Your First Batch

The ingest pipeline

When a Logpush batch hits your Edge ingest URL:

1. Signature verification -- Edge checks the HMAC-SHA256 signature against the source's secret
2. Stream decompression -- the gzipped NDJSON is decompressed on the fly (never buffered fully in memory)
3. Parsing -- each JSON line is validated against the expected schema; malformed lines are dropped and counted
4. Aggregation -- the batch is collapsed into one Analytics Engine write per unique dimension tuple (ASN + country + status + cache + UA + path + datacenter). A batch of 50,000 records might produce only 200 AE writes.
5. Archiving -- the original compressed batch is stored in R2 for 30 days as forensic evidence
6. Response -- you get back accepted count, rejected count, AE writes, and the compression ratio

What you'll see

After the first batch:

• Overview populates with real numbers
• Offenders shows the ASNs in your traffic
• Alerts stays empty (a single batch usually doesn't trip any detector -- you need sustained traffic)

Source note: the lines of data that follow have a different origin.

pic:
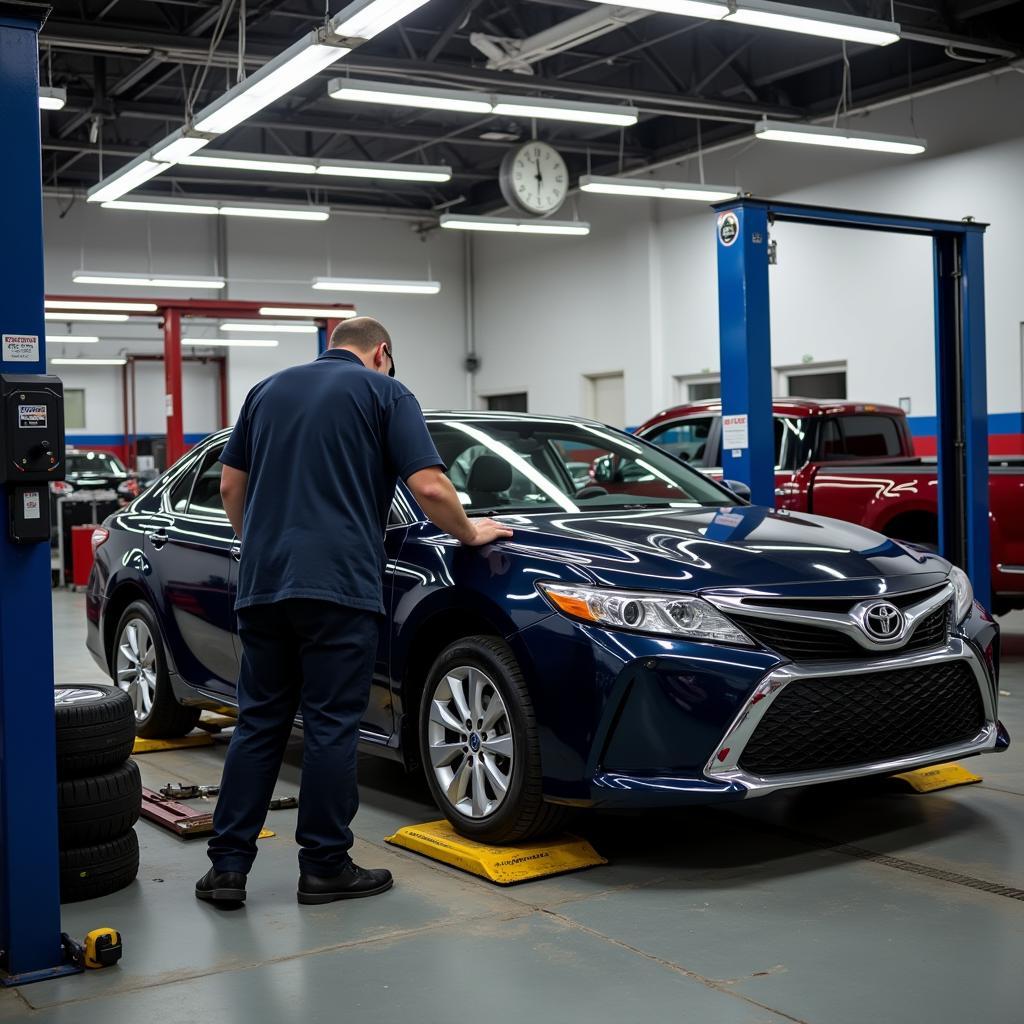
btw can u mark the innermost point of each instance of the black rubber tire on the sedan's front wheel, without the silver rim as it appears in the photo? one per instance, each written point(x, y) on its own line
point(523, 815)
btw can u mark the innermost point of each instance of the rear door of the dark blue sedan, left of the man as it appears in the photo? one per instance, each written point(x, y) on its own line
point(191, 550)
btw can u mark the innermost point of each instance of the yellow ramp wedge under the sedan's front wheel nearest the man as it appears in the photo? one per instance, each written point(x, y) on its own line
point(505, 866)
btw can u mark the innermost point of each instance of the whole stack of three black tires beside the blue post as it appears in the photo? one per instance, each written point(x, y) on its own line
point(100, 791)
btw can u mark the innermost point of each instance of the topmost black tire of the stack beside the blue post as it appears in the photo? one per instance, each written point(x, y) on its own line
point(96, 730)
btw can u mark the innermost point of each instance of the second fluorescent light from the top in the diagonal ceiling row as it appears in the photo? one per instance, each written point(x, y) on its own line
point(302, 62)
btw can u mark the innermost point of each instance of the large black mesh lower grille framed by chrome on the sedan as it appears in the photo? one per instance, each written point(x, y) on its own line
point(837, 721)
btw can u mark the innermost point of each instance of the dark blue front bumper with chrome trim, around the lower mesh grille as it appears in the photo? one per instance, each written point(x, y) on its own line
point(666, 723)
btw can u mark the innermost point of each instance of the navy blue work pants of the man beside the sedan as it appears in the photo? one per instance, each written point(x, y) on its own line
point(297, 655)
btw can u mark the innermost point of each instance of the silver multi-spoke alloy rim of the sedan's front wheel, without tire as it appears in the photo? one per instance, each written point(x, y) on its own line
point(470, 742)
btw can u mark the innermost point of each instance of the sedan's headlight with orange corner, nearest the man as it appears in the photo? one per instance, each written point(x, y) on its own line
point(642, 612)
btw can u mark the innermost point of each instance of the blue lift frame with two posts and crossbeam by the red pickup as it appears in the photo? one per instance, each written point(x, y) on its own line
point(960, 360)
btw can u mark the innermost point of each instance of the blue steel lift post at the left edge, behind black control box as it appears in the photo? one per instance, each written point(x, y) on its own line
point(30, 891)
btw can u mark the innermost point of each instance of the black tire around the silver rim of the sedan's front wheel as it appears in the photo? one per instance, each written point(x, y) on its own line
point(534, 818)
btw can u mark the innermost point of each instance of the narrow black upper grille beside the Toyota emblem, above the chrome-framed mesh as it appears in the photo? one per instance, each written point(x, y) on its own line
point(804, 644)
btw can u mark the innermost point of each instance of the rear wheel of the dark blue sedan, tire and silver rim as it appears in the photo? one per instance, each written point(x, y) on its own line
point(140, 668)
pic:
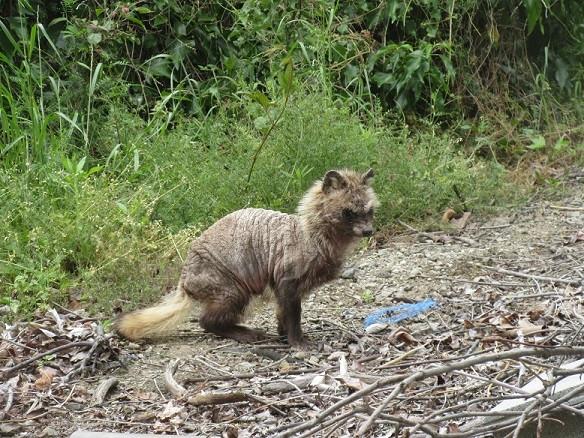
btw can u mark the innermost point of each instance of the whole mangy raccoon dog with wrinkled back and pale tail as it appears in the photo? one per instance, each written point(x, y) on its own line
point(250, 250)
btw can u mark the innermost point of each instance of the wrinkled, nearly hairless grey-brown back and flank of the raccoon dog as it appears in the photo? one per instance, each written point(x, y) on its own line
point(247, 249)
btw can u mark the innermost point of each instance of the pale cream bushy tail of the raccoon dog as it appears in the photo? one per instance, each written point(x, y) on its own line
point(154, 321)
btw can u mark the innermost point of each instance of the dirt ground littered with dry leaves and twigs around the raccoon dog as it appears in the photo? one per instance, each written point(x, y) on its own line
point(479, 309)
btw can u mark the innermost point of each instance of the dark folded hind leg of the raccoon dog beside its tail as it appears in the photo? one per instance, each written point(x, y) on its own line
point(223, 317)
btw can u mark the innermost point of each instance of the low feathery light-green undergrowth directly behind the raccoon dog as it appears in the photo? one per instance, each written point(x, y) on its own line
point(114, 234)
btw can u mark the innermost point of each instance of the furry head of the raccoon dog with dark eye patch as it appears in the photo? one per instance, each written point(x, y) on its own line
point(343, 199)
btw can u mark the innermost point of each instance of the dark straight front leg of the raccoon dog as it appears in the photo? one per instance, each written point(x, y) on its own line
point(290, 313)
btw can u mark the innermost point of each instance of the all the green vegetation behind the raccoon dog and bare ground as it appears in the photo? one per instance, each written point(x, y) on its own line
point(127, 127)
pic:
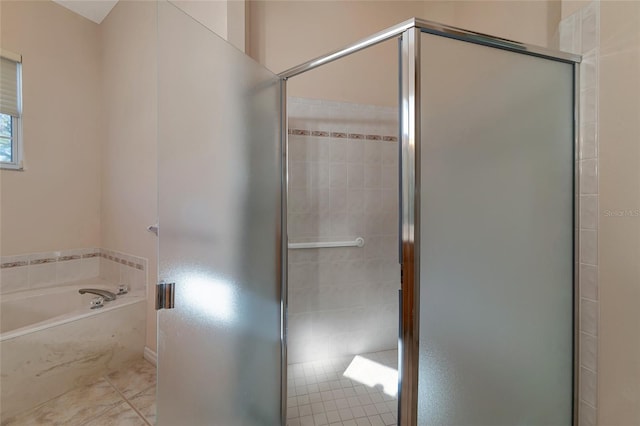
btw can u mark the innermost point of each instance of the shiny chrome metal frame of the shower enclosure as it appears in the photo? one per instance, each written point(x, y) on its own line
point(408, 33)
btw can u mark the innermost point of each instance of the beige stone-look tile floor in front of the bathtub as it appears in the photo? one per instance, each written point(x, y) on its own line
point(123, 398)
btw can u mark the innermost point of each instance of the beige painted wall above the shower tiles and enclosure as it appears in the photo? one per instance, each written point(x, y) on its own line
point(283, 34)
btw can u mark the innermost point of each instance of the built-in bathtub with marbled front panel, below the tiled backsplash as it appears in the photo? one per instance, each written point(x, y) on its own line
point(51, 341)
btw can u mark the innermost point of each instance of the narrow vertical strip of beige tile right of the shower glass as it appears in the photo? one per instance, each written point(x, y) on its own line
point(580, 33)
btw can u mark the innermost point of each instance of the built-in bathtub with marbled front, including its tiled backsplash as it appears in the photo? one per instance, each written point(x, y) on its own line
point(51, 341)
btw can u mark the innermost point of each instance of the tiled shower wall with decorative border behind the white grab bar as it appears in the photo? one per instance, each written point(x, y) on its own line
point(343, 184)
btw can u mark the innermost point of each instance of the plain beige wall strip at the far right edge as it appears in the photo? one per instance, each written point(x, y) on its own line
point(619, 236)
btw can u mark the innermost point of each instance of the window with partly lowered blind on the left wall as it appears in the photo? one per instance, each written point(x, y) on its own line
point(10, 110)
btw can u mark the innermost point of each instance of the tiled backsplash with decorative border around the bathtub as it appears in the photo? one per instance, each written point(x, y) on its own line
point(48, 269)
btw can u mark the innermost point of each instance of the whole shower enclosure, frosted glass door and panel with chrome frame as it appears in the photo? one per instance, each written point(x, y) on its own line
point(486, 154)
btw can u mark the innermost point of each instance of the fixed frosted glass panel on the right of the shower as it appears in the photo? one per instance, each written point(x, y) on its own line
point(496, 236)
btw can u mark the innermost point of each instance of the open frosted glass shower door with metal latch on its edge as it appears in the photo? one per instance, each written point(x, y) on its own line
point(219, 177)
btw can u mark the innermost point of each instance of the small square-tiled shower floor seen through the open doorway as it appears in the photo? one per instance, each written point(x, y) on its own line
point(319, 394)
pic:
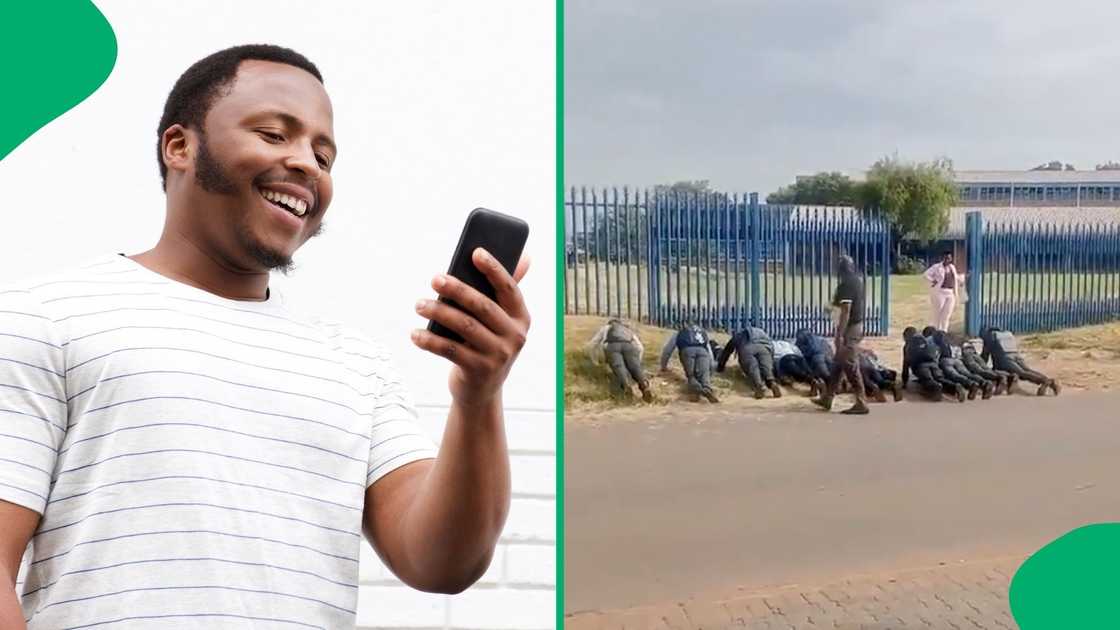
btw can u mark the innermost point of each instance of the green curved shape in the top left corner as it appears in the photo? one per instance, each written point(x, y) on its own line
point(55, 54)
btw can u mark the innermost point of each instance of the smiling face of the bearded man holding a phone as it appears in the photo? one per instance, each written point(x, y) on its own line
point(272, 134)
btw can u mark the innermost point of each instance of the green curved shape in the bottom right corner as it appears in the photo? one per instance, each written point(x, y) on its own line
point(1072, 582)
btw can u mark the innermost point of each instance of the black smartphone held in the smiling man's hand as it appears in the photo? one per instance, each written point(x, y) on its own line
point(502, 236)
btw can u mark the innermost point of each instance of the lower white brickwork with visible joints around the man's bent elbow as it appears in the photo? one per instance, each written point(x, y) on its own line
point(519, 591)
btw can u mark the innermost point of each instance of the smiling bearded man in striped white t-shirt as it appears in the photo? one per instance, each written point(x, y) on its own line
point(182, 450)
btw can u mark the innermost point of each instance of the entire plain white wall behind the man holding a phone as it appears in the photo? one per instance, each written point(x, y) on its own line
point(440, 108)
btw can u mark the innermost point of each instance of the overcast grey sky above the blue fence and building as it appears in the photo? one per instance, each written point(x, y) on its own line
point(751, 94)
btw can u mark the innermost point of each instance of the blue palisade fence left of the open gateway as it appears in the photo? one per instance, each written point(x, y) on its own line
point(724, 261)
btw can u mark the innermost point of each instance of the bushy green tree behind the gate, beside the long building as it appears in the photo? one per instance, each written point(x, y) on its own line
point(914, 198)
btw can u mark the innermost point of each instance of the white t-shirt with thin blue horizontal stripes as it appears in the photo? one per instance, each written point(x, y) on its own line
point(199, 462)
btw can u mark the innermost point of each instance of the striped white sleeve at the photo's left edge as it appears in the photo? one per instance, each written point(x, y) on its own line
point(33, 400)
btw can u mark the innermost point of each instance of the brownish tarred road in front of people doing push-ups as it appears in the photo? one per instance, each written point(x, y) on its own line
point(726, 509)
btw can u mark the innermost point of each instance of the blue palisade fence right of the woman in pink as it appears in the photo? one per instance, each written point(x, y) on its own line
point(1033, 277)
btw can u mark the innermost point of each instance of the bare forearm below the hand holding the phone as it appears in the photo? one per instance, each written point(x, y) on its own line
point(454, 525)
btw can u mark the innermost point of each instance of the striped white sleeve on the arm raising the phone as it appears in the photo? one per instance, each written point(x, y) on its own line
point(397, 438)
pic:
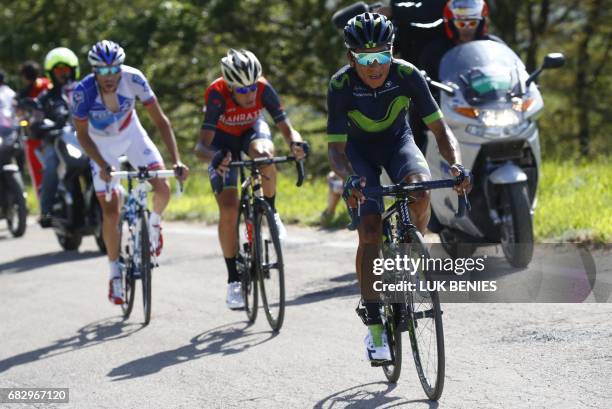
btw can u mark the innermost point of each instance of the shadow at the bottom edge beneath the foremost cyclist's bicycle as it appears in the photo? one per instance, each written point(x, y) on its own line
point(369, 395)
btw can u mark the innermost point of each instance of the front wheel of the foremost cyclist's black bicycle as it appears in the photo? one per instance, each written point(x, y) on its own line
point(425, 324)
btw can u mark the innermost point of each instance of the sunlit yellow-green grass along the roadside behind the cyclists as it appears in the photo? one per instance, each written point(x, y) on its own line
point(574, 201)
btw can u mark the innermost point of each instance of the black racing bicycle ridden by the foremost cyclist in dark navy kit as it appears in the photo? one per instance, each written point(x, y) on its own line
point(415, 311)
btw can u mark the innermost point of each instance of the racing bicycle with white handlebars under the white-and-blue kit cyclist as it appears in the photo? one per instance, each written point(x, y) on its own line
point(136, 256)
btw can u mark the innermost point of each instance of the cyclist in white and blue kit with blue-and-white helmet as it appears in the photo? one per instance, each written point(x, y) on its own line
point(107, 127)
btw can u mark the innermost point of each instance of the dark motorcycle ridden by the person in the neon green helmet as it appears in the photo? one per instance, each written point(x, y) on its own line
point(75, 210)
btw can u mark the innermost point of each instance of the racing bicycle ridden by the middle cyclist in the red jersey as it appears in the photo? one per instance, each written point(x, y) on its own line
point(260, 256)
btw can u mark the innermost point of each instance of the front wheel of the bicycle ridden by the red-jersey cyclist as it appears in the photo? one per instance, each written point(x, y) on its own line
point(270, 265)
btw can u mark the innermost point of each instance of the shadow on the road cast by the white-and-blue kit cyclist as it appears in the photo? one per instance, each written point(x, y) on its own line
point(93, 334)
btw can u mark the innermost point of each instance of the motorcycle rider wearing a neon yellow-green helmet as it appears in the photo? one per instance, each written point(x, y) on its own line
point(62, 67)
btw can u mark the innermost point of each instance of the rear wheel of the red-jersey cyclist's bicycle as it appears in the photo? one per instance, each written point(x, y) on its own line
point(245, 261)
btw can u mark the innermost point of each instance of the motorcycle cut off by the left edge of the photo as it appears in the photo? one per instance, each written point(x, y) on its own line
point(13, 205)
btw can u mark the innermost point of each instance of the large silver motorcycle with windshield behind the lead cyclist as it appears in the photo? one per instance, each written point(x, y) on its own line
point(491, 103)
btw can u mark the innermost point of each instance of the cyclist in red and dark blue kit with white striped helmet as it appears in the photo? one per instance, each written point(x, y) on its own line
point(234, 123)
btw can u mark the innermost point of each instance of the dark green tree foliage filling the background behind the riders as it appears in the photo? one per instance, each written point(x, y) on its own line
point(178, 45)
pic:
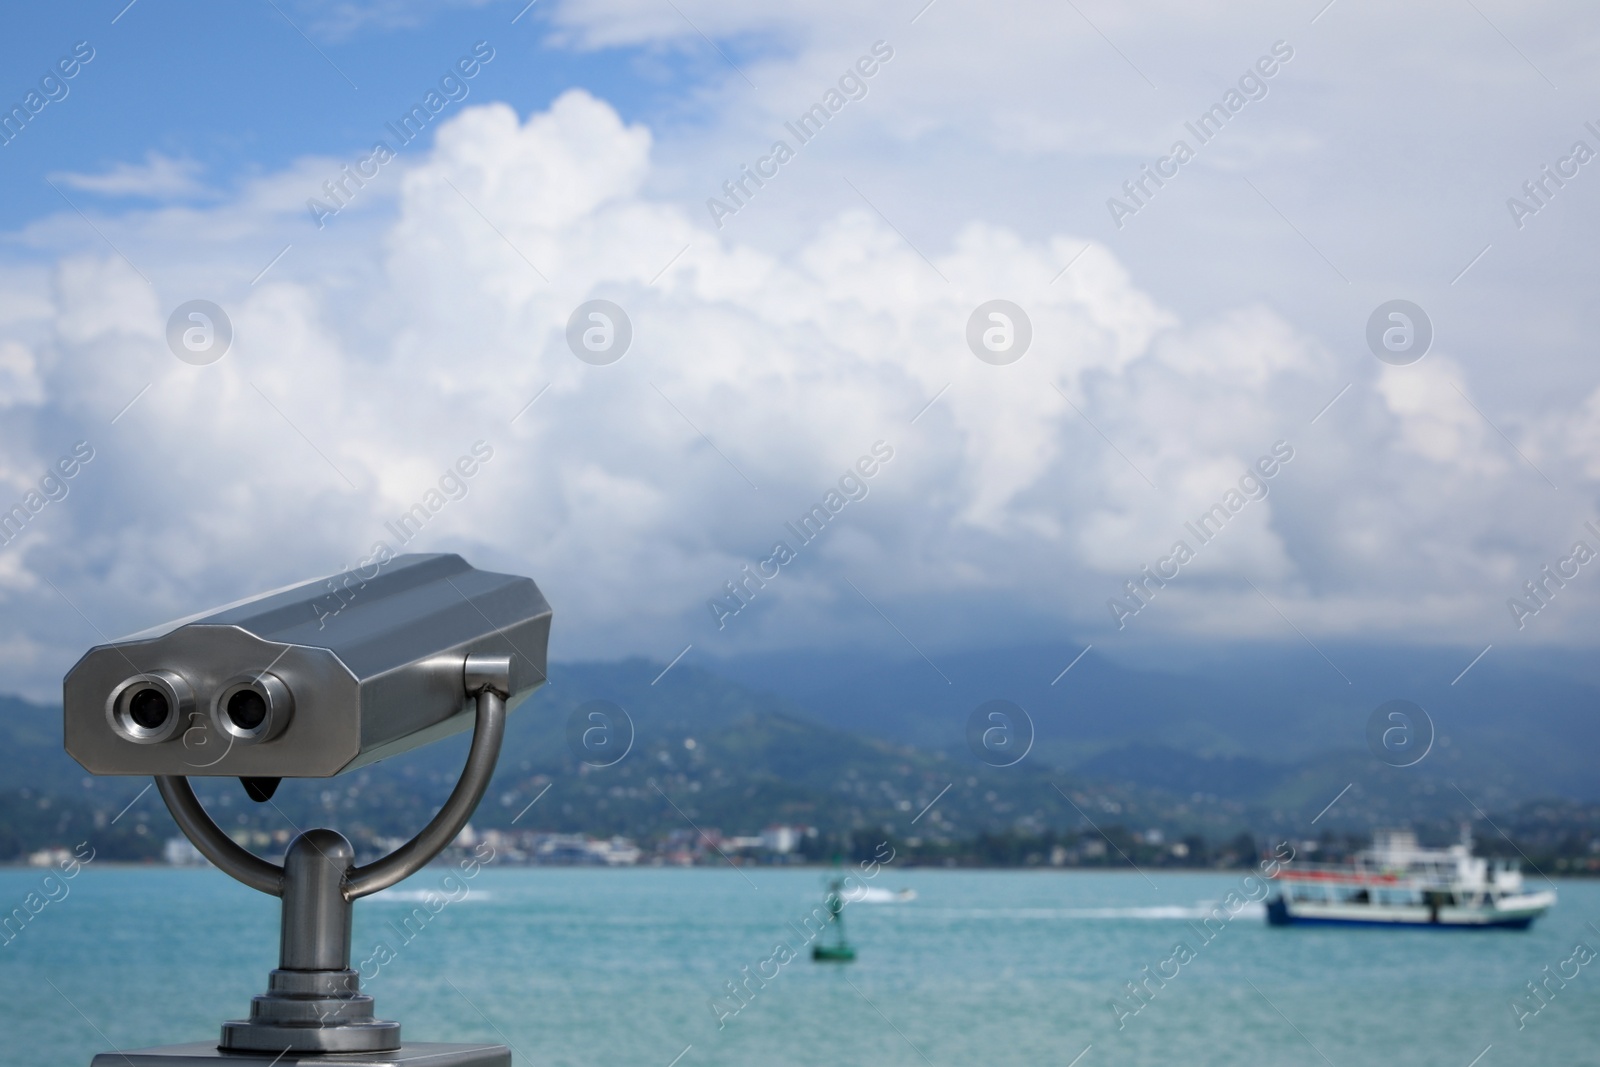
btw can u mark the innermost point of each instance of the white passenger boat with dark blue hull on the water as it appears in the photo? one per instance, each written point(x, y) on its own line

After a few minutes of continuous Logpush delivery:

• The detectors start comparing current windows against baselines
• If anything anomalous is present, alerts will open automatically

Warmup period

New sources have a warmup window during which detectors do not evaluate:

• Fast detectors (ASN Spike, 499 Rate, Cache Bypass, UA Rotation): suppressed for 60 minutes
• Slow detectors (Slow Burn, Bot Score, TLS Weak Protocol, Path Entropy, Challenge Solving, Operation Fingerprint): suppressed for 6 hours

This warmup prevents the initial Logpush backfill from triggering hundreds of false-positive alerts. When a Logpush job is first enabled, Cloudflare sends a burst of historical data that can look like a traffic spike to detectors that have no prior baseline.

After the warmup window passes, baseline auto-calibration runs within 4 hours. These baselines are then used by the cache-bypass detector (and others) for accurate detection.